In one sense given our flexible understanding of ‘the spirit of…’ as in for instance ‘the spirit of the times‘, we acknowledge there may be a shared sense of a thing without it being a particular mind or will. But when we begin to observe a common set of behaviors in people, of ideas that take hold when they should not due to a necessity, we begin to get close to the empirical phenomenon that accompanies the egregore.
There are various esoteric seekers who try to link together various gods to things such as extraterrestrials, or to various artworks of dubious origin, and so forth, as if they were uncovering for us a secret pantheon — that if we discovered what would we do? I recall a man speaking to a Puritan inquisitor who asked, “and if you could get satan in court, would you?” The answer, quite foolish if considered in the scope of real powers, was yes. (The only man known to have defeated the devil in a court case of course was Daniel Webster. But it was in defense of a man, not in prosecution of old scratch.)
If we accept that various spirits could exist objectively that still leaves us at a loss to explain the egregore. If we try the basic method of the esotercist of naming it and connecting it to some foreign and hated deity, we move out of the empirical realm and into claims that, like those of the Hellene, were imaginative and speculative themselves in their own time. In short, we could be victims of a prank and not know it. Unless we are assuming that all human creativity is impossible, our links themselves consist of speculation upon speculation; a house of cards.

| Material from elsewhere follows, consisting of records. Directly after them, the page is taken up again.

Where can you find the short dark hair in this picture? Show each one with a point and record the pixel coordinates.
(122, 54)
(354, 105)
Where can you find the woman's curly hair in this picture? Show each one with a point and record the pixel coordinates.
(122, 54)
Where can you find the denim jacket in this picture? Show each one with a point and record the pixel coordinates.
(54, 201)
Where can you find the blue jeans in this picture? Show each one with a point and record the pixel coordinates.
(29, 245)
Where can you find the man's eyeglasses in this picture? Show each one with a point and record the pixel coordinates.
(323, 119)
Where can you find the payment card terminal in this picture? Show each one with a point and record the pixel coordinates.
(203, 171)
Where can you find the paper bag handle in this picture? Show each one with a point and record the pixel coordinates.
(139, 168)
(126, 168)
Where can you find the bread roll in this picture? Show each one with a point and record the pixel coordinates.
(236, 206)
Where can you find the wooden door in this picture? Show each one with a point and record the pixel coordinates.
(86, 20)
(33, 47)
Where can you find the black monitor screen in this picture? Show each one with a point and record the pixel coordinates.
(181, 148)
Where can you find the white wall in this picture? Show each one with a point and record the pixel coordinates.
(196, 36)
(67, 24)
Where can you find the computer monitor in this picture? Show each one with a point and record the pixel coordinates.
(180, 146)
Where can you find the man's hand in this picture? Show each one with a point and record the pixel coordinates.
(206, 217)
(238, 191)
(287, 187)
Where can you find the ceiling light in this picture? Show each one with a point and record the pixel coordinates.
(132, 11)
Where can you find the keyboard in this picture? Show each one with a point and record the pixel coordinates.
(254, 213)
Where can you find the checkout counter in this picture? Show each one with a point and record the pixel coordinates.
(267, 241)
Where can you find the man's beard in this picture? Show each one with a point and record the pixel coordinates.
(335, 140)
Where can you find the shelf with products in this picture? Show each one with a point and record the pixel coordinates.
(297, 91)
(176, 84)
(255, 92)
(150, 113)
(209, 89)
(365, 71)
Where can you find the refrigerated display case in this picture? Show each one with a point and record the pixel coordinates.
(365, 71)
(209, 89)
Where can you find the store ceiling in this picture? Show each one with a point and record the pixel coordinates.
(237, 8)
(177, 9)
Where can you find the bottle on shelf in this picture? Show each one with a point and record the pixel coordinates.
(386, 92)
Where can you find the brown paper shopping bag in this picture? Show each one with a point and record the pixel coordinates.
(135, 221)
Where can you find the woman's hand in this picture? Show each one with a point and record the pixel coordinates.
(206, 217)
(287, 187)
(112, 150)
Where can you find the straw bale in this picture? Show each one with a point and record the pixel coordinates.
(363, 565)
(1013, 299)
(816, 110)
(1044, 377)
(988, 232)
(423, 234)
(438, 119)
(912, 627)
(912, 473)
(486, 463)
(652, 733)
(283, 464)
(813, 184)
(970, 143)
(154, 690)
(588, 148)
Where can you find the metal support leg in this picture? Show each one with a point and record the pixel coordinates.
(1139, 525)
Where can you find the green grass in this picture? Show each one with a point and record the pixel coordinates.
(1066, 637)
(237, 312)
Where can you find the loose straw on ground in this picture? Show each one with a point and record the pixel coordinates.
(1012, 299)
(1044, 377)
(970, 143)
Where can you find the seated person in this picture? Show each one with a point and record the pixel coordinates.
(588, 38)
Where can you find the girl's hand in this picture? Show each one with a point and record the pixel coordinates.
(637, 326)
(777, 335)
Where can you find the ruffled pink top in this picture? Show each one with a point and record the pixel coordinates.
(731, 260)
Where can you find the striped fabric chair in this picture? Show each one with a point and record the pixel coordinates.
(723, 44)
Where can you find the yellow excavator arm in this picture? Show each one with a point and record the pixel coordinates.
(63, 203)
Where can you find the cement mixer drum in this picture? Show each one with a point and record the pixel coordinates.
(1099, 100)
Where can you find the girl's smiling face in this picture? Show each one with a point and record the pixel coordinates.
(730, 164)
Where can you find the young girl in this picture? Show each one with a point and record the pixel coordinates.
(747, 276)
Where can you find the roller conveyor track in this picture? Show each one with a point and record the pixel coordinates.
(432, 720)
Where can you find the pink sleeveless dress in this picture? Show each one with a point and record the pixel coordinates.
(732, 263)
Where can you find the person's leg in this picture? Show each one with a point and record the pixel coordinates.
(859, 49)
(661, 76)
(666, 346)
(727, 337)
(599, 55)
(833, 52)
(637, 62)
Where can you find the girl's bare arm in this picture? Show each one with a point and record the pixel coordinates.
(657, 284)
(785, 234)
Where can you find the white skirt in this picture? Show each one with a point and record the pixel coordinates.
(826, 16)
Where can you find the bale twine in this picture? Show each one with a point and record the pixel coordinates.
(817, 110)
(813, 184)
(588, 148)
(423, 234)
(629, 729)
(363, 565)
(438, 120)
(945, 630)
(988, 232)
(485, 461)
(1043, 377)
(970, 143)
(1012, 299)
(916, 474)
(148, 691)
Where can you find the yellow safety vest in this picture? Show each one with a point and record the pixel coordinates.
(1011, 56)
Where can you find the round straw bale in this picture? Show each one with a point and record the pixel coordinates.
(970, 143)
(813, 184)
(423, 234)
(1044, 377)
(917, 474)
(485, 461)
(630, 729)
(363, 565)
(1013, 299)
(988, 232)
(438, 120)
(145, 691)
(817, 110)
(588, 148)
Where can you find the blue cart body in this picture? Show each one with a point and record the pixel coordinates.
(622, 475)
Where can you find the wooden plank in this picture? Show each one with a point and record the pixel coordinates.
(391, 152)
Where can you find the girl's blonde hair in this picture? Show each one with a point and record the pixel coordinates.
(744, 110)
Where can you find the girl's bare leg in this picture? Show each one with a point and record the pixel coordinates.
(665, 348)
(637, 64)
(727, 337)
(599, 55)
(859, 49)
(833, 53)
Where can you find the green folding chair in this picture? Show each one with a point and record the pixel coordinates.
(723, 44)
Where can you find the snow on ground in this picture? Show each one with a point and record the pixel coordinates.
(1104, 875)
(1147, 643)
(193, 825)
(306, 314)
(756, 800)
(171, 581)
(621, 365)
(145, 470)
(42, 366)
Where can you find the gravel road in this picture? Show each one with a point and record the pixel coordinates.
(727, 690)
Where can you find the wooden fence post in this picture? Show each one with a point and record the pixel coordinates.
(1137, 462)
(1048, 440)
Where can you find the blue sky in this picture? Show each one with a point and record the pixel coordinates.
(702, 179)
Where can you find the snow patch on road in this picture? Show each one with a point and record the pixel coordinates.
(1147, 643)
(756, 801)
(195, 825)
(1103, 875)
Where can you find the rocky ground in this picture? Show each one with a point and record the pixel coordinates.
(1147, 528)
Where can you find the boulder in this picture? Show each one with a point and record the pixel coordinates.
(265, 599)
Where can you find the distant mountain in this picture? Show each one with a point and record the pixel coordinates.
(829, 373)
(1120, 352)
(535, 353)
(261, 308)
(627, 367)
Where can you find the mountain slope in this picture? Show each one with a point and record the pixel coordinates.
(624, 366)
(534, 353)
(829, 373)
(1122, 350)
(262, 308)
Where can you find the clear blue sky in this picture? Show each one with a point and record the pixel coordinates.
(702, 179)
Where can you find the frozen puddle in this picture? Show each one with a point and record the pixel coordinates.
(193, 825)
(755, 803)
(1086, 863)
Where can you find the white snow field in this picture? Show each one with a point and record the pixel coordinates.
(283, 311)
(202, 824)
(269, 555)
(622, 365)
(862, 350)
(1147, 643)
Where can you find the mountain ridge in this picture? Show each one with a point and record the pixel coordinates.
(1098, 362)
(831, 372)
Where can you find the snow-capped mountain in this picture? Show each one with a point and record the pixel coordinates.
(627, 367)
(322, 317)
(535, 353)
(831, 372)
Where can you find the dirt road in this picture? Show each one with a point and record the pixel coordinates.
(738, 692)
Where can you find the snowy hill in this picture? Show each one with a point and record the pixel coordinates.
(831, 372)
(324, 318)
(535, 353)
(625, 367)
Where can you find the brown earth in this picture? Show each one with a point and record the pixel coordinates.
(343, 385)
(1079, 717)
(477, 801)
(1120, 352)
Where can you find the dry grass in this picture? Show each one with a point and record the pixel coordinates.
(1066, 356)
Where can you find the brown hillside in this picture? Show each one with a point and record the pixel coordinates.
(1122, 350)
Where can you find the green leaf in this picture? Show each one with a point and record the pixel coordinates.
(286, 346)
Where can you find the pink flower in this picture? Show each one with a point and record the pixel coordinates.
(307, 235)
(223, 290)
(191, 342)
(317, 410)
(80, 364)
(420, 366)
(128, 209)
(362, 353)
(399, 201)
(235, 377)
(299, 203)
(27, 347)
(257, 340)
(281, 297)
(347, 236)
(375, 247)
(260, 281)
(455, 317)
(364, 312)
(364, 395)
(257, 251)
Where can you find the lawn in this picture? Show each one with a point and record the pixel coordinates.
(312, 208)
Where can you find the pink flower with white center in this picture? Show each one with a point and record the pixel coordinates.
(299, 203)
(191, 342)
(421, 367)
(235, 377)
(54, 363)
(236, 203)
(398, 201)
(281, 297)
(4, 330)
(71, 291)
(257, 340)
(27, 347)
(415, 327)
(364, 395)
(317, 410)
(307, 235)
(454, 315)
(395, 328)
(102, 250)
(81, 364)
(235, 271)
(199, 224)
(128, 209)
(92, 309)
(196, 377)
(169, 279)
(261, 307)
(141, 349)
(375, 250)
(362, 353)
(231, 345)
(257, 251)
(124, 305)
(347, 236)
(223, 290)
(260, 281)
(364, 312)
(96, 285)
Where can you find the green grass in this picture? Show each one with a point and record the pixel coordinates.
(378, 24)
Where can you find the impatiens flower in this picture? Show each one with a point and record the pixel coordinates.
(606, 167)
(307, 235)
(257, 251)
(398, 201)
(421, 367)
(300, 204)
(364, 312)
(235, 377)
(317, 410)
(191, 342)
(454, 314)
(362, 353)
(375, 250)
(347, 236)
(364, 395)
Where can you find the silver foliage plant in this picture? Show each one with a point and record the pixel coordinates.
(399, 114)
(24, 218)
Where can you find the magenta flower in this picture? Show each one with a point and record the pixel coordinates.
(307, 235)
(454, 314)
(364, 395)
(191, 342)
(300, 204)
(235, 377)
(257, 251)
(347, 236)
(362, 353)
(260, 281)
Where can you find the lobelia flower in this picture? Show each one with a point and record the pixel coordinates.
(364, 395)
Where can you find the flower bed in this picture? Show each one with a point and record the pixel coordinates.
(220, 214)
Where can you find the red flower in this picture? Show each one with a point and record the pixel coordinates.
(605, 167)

According to a criminal complaint filed in the attack, the girls were trying to become “proxies” of a fictional paranormal character called Slender Man, who first appeared online in 2009. The girls claimed that if they killed their friend they could prove themselves worthy to the character, who they believe is real. Police picked up the two Saturday as they walked from the crime scene toward a national forest in northern Wisconsin, where they allegedly believed Slender Man had a mansion. One of the girls carried a knife with a 5-inch blade in her backpack.
One school of thought says that this is the work of some god or demon, and may give hints as how to identify this entity. Needless to say, trying to pin down something as subtle as a spirit would, in all objective ways of thinking, be an insane task. “How many angels can dance on the head of a pin?”
In the pagan world, mythos aside, if a god was powerful they could affect world events and sway the hearts of men. It is obvious that Slender Man was nothing but now is something – a coagulation of fear that has no easy ‘spirit’ – is Slender Man the ‘spirit’ of slenderness? Of facelessness? Of just fear itself? Unlike Athene or Apollo, this thing is not a ‘most apt’ embodiment of either a thing or a great idea. No, it is closer to the cthonic cults of which we know very little.
In fact we do have a non-abstract idea of what an egregore like Slender Man is; and it is positively Lovecraftian.
So much has been done, exclaimed the soul of Frankenstein—more, far more, will I achieve; treading in the steps already marked, I will pioneer a new way, explore unknown powers, and unfold to the world the deepest mysteries of creation.